Keeping the portfolio healthy¶

A healthy portfolio has roughly these properties:

Every agent has a named owner who has reviewed it within the last quarter.
No dependency accounts for more than 40% of the portfolio.
The ratio of agents under active development to agents in steady-state maintenance is low enough that the Reviewer and Safety Lead are not bottlenecked.
The retirement rate is nonzero — at least some agents are retired each year as needs change.
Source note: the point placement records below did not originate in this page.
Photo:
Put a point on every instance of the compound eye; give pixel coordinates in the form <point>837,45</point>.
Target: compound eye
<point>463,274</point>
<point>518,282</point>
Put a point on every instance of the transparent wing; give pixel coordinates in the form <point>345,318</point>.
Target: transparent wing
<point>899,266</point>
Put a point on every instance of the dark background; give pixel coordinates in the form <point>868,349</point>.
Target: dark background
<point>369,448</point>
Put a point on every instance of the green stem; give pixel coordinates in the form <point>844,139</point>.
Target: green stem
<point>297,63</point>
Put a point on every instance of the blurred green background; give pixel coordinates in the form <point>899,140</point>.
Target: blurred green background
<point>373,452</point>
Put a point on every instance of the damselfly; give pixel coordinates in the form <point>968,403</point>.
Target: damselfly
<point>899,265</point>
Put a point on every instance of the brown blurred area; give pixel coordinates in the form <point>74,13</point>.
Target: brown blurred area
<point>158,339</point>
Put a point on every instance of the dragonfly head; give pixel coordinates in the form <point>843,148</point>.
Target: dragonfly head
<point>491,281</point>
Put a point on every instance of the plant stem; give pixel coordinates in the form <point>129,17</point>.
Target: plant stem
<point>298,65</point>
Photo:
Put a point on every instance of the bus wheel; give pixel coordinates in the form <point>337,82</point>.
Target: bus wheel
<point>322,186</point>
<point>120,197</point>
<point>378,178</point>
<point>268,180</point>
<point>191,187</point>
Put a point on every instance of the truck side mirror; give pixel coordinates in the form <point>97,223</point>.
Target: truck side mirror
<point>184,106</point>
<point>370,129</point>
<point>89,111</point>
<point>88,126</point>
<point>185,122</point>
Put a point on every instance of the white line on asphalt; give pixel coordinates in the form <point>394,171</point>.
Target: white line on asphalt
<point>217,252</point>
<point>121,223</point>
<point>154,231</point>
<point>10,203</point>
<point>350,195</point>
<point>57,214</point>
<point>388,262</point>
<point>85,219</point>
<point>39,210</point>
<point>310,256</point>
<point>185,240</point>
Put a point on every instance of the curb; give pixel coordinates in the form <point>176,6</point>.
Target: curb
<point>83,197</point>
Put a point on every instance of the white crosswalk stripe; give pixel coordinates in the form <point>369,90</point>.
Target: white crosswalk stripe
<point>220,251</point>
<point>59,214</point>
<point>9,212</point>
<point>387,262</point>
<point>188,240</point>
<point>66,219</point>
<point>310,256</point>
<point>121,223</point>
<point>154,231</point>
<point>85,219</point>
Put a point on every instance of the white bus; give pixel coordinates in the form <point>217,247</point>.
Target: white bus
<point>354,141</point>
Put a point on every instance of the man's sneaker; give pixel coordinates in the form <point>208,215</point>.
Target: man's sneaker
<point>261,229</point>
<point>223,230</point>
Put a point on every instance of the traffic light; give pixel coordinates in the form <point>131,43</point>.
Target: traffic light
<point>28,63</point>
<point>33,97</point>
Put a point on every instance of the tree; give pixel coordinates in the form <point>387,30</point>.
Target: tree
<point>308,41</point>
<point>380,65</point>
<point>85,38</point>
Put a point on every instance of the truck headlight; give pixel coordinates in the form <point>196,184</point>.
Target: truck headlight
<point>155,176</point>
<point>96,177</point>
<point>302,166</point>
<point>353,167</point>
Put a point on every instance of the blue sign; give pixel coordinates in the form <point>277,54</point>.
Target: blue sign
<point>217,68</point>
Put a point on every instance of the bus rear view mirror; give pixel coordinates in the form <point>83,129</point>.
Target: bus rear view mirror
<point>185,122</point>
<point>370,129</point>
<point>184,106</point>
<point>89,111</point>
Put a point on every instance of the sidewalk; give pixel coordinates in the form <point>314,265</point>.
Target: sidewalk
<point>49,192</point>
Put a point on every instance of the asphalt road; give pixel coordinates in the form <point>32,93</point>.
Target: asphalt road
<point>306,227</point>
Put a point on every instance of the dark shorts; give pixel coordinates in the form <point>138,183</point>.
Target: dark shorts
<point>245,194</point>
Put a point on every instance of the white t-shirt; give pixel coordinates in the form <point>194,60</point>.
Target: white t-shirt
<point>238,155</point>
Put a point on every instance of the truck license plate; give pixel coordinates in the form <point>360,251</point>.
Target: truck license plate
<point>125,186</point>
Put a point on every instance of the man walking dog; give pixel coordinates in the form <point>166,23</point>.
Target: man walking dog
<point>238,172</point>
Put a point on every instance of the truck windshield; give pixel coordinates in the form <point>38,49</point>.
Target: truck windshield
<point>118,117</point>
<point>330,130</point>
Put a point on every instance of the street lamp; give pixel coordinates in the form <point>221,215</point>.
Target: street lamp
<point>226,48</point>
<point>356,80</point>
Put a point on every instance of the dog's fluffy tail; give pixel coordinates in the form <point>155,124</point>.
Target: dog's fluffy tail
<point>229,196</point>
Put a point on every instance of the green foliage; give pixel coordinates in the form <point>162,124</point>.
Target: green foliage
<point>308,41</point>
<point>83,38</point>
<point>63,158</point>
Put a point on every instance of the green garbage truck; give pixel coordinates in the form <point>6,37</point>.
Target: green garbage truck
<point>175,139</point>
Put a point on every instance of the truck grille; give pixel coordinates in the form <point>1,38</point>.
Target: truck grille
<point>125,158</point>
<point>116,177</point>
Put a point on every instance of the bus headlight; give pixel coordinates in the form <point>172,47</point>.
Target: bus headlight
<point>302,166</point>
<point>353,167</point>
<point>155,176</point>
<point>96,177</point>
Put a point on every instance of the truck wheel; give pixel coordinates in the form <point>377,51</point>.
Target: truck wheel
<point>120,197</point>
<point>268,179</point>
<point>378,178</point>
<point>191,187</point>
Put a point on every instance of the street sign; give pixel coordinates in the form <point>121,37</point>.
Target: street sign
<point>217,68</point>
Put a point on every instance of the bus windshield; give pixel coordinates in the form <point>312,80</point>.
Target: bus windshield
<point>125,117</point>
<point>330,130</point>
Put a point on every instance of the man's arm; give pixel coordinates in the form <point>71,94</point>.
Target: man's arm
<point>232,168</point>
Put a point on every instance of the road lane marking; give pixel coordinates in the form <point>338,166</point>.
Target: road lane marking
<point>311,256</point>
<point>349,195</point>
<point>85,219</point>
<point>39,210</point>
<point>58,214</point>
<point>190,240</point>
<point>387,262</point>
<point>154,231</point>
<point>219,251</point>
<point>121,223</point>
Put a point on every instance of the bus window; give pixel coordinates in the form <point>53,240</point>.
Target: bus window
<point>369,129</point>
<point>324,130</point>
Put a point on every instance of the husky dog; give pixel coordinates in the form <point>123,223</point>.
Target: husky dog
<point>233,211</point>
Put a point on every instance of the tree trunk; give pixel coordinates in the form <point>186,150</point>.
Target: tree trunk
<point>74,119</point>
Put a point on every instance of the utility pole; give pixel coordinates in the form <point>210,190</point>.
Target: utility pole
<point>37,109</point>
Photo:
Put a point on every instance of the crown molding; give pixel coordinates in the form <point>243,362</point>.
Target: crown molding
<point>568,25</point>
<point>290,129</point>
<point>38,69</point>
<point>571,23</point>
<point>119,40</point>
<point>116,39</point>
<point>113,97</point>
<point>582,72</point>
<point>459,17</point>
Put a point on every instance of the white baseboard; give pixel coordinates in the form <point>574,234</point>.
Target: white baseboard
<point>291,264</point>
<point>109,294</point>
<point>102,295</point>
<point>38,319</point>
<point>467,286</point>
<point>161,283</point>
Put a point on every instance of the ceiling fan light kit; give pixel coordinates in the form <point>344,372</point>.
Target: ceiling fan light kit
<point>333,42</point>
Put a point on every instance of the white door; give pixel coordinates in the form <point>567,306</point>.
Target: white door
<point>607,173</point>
Reviewing the portfolio as a whole, rather than agent by agent, should be a regular practice. A quarterly portfolio review meeting with the Sponsor present is the minimum cadence.

How to retire agents¶

Retirement is a first-class operation in the factory. It is not the same as disabling an agent. Retirement means:

The owner confirms the agent is no longer needed or no longer meeting its standard.
Any dependencies the agent held (API credentials, data access, compute allocations) are revoked.
The prompt pack and eval suite are archived with the retirement date and reason, so they can be referenced if a similar agent is proposed in the future.
The maintenance log is closed with a final entry.

The triggers that should prompt a retirement evaluation are: the underlying platform has deprecated the features the agent relies on; the agent has failed its quarterly eval two consecutive times without a clear remediation path; the owner has left and no successor has accepted ownership; or usage has dropped to near zero for two consecutive quarters.

Retirement is not a failure. A portfolio that never retires agents is one that is not being managed honestly.